1. Field of the Invention
This invention relates to coal flotation, and more particularly to coal froth flotation utilizing gaseous carbon dioxide for production of clean coal concentrates.
2. Description of the Prior Art
Froth flotation is a physicochemical separation process that depends on the attachment of air bubbles to hydrophobic particles. Other (hydrophilic) particles are wetted by the aqueous phase and will not attach to the air bubbles. Thus the separation of coal particles from gangue minerals by froth flotation occurs, for example, as dispersed air bubbles pass through a suspension of coal particles (-28 mesh). The bubble/particle aggregates of coal float to the surface and may be collected as a clean coal concentrate separated thereby from the wetted gangue particles.
Generally this process involves the use of suitable reagents (neutral molecular oils) to enhance the hydrophobic character of coal particles while the gangue mineral particles remain hydrophilic. These neutral molecular oils such as kerosene or fuel oil are called promoters and are used to enhance the attachment of air bubbles at the coal surface by forming a thin oil coating over the coal particles to be floated. Further, a frother is added to establish a stable froth phase to hold the bubble/particle aggregate. In coal flotation, frothers such as methyl isobutyl carbinol, terpinol, cresols, and polyglycols are frequently used.
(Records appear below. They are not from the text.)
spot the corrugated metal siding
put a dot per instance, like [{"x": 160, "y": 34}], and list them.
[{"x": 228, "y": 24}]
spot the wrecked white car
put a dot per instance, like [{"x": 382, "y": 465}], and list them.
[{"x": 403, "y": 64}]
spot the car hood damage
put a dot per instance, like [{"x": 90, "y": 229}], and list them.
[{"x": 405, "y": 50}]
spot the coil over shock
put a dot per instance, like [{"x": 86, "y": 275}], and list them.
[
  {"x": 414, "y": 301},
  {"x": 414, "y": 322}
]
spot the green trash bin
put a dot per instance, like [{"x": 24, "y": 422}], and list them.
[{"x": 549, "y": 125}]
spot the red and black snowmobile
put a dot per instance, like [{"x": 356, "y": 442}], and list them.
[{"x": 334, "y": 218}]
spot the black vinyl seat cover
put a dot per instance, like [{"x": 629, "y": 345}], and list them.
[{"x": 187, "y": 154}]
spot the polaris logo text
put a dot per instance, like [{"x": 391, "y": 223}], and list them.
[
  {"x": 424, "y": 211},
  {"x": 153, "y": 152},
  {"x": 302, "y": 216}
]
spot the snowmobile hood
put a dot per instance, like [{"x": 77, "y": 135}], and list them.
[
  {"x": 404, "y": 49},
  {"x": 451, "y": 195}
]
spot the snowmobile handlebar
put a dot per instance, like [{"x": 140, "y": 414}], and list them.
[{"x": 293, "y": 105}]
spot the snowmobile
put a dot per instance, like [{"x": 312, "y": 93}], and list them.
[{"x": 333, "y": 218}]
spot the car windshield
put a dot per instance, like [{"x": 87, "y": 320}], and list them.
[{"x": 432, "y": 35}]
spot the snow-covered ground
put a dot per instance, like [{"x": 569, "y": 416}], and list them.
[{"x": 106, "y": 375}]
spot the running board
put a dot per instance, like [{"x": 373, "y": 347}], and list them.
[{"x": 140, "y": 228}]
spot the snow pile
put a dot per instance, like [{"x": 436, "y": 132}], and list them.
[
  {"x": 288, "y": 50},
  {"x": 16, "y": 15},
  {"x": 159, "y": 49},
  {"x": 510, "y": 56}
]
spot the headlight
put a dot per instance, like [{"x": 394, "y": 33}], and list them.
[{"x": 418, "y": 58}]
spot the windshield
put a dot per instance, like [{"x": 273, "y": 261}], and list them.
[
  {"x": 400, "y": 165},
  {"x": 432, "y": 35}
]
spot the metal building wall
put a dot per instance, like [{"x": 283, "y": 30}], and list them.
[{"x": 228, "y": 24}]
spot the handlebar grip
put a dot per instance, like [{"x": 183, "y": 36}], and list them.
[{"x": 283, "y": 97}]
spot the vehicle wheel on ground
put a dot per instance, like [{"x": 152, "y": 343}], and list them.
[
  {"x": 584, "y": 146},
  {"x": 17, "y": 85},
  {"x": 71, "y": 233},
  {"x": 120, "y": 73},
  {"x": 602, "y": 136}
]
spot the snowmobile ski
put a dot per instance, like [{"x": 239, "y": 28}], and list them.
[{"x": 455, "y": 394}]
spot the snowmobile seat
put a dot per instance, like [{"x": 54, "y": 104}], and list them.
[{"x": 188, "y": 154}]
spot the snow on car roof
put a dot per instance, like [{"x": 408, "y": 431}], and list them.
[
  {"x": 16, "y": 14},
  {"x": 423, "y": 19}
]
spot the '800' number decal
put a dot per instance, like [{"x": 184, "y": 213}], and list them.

The choice of frother and oil depends on the desired level of selectivity with respect to ash and sulfur.
Although the foregoing known processes are successful for conventional coal flotation, it is more difficult to produce "super-clean" coal by flotation of finely ground coal (-400 mesh). The promoter which is used to increase hydrophobicity inadvertently adsorbs on the gangue minerals, and these gangue minerals subsequently migrate to the concentrate, thus decreasing the quality of the product. Also, reagent consumption is high because fine coal, due to its high surface area, adsorbs significant amounts of promoter and frother. Finally, the rate of fine coal flotation by existing flotation techniques is very slow. As a result, the production of super-clean coal by conventional froth flotation methods has had limited success.
A super-clean coal product is particularly desirable in the production of coal/water fuel. Coal/water fuel contains roughly 70% of the super-clean coal and is stabilized by the addition of various chemical additives so that it can be pumped, stored and used much like oil for which it is intended as a substitute.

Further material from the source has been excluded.